Interpretation Result of K means Algorithm

machine_learning

#1

Hi All,

I would need your help in understanding the result of K means algorithm.
(especially what does thee below percentage tells us.
the Within cluster sum of squares by cluster:
[1] 23.15862 17.33362 149.25899
(between_SS / total_SS = 68.2 %))


#2

If we calculate the sum of squared distances of each observation to the overall sample avg, we get total_SS.

Instead of computing an overall sample avg, we compute one per cluster (here, not sure how many groups you have, let us assume you have 3 clusters) then calculate the sum of squared distances of these three averages to the overall avg, we get between_SS. (While we calculate this, we multiply the squared distance of each avg to the overall avg by the number of observations it represents.)

The 68.2 % is the measure of the total variance in the data set that is explained by the clustering.


#3

Thanks Mathan for the reply. What exactly 68.2% tells here?


#4

@sirishan: I have edited my answer.


#5

Thank you Mathan. Its helped.

If the percentage is high, then can we conclude the its a good clustering ?


#6

Hey sirishan,

In clustering, the goal is usually to get high similarity within each group, and low similarity between each group.
Let’s translate it to statistical terms:
high similarity within a group = low variance within the cluster, or within_SS.
low similarity between the groups = high variance between the clusters, or between_SS.
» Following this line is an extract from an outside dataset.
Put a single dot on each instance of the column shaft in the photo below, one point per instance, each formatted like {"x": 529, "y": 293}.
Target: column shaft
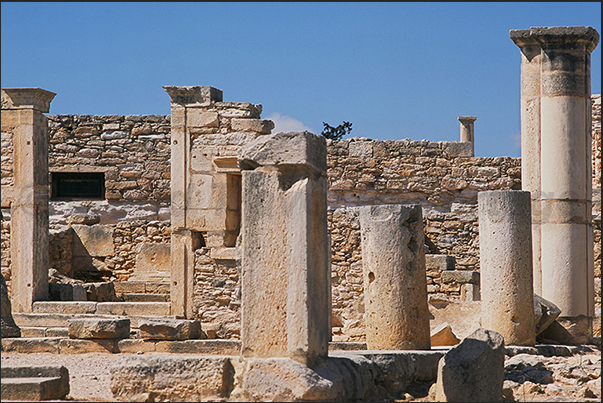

Now, let’s say you compute all the variance in the data, and call it total_SS.
In optimal clustering, since the clusters are very different from each other, then most of the total variance is explained by the variance between the groups. And of course, since the variance within each group is very small, it would explain only a small fraction of the total variance in the data.

In summary - your objective is to maximize between_ss/total_ss.
However, if you choose the number of clusters to be the same as the number of observations - then total_ss is exactly equal to between_ss (can you tell why?) and the desired ratio will be 1 (or 100%).

So, in order to get high percentage you can just increase the number of clusters - but then you miss out the point of clustering. A way to deal with it is to use the elbow method https://en.wikipedia.org/wiki/Elbow_method_(clustering) to choose a reasonable number of clusters.

Hope this helps.


#7

Also, a quick silhouette plot helps to visualize cluster similarity!